他走过去,拉开副驾驶的门,靠在车门上,看着她走过来。
沈知意看了他一眼,没说什么,坐进去了。他关上门,绕到另一边上车,发动引擎。
车子刚驶出车位,他的手机响了。
蓝牙连着车载,屏幕上跳出一个名字――叶敬安。顾承屿按了接听。
“屿哥,你人呢?”叶敬安的声音从音响里传出来,背景里有马嘶声和几个人说话的杂音,“敲半天门没人应,他们都到了,就等你了。”
“先送她回去。”顾承屿看了一眼后视镜,驶出地库,阳光一下子涌进来,“等下再过来。你们先去马场。”
电话那头安静了一秒。
然后叶敬安的声音又响起来,带着一点意味深长的笑意。
“行。那你慢慢送,不急。”
挂了电话。

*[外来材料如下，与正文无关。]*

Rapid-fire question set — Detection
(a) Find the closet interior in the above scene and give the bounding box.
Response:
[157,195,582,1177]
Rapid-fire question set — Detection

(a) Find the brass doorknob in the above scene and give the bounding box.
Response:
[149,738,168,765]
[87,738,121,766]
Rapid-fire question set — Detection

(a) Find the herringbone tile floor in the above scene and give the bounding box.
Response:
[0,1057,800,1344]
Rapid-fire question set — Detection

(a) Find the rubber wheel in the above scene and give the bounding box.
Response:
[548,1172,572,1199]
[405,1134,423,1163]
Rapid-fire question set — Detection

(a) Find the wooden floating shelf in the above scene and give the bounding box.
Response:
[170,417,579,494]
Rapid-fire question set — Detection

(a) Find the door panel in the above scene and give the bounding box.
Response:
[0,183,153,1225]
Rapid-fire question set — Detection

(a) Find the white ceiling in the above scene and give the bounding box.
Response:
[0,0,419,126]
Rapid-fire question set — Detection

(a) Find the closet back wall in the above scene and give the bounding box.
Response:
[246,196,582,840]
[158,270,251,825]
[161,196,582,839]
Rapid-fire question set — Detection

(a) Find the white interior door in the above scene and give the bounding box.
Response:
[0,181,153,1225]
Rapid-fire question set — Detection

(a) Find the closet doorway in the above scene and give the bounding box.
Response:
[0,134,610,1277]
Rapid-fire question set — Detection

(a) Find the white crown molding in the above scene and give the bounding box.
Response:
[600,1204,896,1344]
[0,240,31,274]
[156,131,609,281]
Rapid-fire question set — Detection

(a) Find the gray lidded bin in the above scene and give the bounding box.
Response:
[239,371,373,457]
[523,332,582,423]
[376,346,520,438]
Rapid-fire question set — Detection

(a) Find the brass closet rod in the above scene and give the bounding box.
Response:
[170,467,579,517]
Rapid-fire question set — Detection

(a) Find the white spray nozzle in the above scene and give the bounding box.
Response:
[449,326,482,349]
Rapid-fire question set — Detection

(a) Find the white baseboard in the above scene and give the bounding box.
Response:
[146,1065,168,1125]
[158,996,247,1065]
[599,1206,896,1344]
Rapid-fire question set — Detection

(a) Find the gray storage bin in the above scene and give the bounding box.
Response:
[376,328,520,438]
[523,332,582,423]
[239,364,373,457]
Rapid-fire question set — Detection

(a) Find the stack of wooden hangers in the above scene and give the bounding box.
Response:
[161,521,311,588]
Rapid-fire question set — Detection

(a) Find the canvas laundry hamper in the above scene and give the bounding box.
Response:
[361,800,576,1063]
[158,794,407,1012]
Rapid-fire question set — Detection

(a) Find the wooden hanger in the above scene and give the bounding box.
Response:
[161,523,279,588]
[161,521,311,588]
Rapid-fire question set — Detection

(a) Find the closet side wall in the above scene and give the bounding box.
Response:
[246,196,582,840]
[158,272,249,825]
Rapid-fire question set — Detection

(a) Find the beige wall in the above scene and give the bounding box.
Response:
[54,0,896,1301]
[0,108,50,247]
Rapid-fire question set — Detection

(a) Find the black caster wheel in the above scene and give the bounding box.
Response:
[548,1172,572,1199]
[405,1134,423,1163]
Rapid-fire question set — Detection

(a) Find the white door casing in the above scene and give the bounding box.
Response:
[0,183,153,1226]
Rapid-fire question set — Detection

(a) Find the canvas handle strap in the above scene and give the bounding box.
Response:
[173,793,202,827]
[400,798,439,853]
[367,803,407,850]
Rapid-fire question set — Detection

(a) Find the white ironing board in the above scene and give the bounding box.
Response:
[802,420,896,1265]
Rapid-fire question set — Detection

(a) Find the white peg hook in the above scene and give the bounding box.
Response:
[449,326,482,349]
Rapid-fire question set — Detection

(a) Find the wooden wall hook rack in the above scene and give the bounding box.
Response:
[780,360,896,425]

车里安静下来。
沈知意看着窗外,车子驶出庄园大门,上了公路。
京市的早晨车不多,路两边是成排的梧桐树,阳光透过树叶洒下来,在挡风玻璃上投下斑驳的光影。
八点整,车子停在酒店门口。
沈知意解开安全带,推开车门。
“沈知意。”
她回过头。
顾承屿坐在驾驶座上,一只手搭在方向盘上,看着她。
阳光从侧面照进来,把他半张脸照得发亮,另一半隐在阴影里。
他的表情看不太清,但声音很清楚。
“希望你说到做到。”
沈知意愣了一下。
说到做到?她说什么了?
她想问,但他已经转回头,挂挡,准备走了。
她只好关上车门。
车子驶出酒店大门,汇入车流,很快消失在街道尽头。
沈知意站在原地,看着那辆车消失的方向,想了想,没想明白。
他说的是什么?她昨晚说了很多话――不想谈恋爱,只想工作赚钱,不要打扰她。是哪一个?
算了。她摇摇头,转身走进酒店。
反正不管是什么,她都不打算放在心上。
她不知道的是,这句话她没弄懂,后来惹了很大的麻烦。
后来的某一天,当顾承屿把一份文件摔在她桌上,声音冷得像冰碴子一样问她“你答应过我的事呢”的时候,她才想起来这句话。
那是后话了。
顾承屿这个人,说出来的话,十句有十句都是当真的。
酒店大堂里,周棉和赵希音已经等着了。看见她进来,周棉冲过来,一把抓住她的胳膊,上下打量了好几遍。
“你没事吧?那个姓顾的没把你怎么样吧?”
沈知意摇摇头。“没事。就是吃了个饭,睡了一觉。”
周棉瞪大了眼睛。“睡了一觉?!”
“睡沙发。”沈知意补充。
周棉松了口气。“吓死我了。你昨晚说在庄园里,我还以为……”
“以为什么?”
“没什么。”周棉嘿嘿笑了两声,拉着她往电梯走,“走,上去说。傅景行他们也在,周越然说中午一起吃顿饭。”
沈知意脚步顿了一下。“傅景行也在?”
“在。昨晚一直在酒店等消息,周越然劝了好久才去睡。”
周棉看了她一眼,“你要是不想见,咱们就不见。”
沈知意沉默了两秒,走进电梯。“见吧。总得说清楚。”
电梯门关上,数字往上跳。
沈知意看着镜子里的自己――浅蓝色衬衫,米色阔腿裤,头发扎得整整齐齐。
昨晚那条皱巴巴的白裙子已经换掉了,但脖子上还有一道浅浅的红印,是那条飘带勒的。
她用手遮了一下。
电梯到了。门开了。
走廊尽头,一间房门开着。里面传来周越然说话的声音,还有季时序的笑声。
傅景行的声音没听见,但沈知意知道他在。